If we were all (hypothetically) to transition to a plant-based diet, we would be able to feed the current global population with only a quarter of the land that is currently used for agriculture. That is a huge amount of land that could be freed up and rewilded to forest that would help capture carbon and so combat the climate crisis.
Yes, that might mean that specific breeds of cow, pig, chicken and other farmed animals may go extinct. Perhaps five or 10 species will see their populations fall – even if their wild populations recover. But it would mean that many of the million species of animals (not to mention plants, fungi and other forms of life) that are currently threatened with extinction can be rehomed and brought back from the brink of extinction.
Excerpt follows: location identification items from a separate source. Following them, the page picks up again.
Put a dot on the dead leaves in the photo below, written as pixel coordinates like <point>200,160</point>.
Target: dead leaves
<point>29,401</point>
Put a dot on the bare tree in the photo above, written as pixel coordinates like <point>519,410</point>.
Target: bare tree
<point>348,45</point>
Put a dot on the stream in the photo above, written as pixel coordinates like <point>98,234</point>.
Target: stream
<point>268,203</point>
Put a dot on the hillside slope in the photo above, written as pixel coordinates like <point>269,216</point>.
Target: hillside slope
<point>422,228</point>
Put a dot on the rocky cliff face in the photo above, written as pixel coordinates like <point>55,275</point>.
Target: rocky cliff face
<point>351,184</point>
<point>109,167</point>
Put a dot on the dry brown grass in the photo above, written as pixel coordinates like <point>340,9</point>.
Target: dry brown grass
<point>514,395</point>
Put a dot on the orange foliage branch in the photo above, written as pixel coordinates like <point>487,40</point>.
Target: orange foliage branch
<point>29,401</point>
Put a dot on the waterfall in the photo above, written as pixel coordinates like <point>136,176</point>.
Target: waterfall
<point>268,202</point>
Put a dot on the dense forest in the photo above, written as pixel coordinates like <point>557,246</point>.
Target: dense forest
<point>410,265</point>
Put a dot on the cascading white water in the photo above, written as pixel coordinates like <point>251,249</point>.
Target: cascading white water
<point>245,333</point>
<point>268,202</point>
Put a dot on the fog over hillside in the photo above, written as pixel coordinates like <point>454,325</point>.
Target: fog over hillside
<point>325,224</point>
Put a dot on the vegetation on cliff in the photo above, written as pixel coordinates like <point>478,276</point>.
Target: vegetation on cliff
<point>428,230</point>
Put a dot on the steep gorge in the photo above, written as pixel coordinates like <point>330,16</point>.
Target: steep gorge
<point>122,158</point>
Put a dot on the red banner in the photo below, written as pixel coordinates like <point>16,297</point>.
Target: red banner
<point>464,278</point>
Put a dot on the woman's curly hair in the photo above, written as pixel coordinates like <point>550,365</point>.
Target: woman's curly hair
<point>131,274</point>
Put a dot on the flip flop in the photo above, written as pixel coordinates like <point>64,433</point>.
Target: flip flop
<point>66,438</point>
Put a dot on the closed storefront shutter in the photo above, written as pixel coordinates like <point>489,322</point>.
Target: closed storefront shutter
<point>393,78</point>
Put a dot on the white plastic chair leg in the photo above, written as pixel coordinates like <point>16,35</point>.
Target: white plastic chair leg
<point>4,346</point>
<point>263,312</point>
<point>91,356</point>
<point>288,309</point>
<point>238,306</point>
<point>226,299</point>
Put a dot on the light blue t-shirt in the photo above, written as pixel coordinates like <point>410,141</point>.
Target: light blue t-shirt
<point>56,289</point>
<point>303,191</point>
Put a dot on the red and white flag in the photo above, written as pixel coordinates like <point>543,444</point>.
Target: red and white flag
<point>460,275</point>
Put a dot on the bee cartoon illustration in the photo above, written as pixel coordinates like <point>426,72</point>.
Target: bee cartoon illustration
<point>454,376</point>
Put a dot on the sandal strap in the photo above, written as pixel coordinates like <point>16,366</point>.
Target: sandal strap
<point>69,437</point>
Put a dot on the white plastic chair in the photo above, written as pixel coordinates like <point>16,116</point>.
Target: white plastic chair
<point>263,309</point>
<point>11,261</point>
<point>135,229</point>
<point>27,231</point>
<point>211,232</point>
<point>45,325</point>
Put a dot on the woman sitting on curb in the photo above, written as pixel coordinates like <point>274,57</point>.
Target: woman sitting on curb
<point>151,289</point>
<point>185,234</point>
We cannot manufacture more land – we can only use what land we have more wisely. That requires us, first and foremost, to go plant-based. Saving even a small portion of the million species that are endangered by allowing presently-farmed animal breeds to reduce in number – while saving wild breeds of those same animal species – is a no-brainer. Remember, by weight, 60 per cent of mammals on Earth are livestock, 36 per cent are human and only a paltry four per cent are wild.
Cows, chickens, pigs and the like will always have a place in our ecosystems, even if not the current breeds that predominate contemporary agriculture. We urgently need to rethink how we value nature – and that starts with going vegan.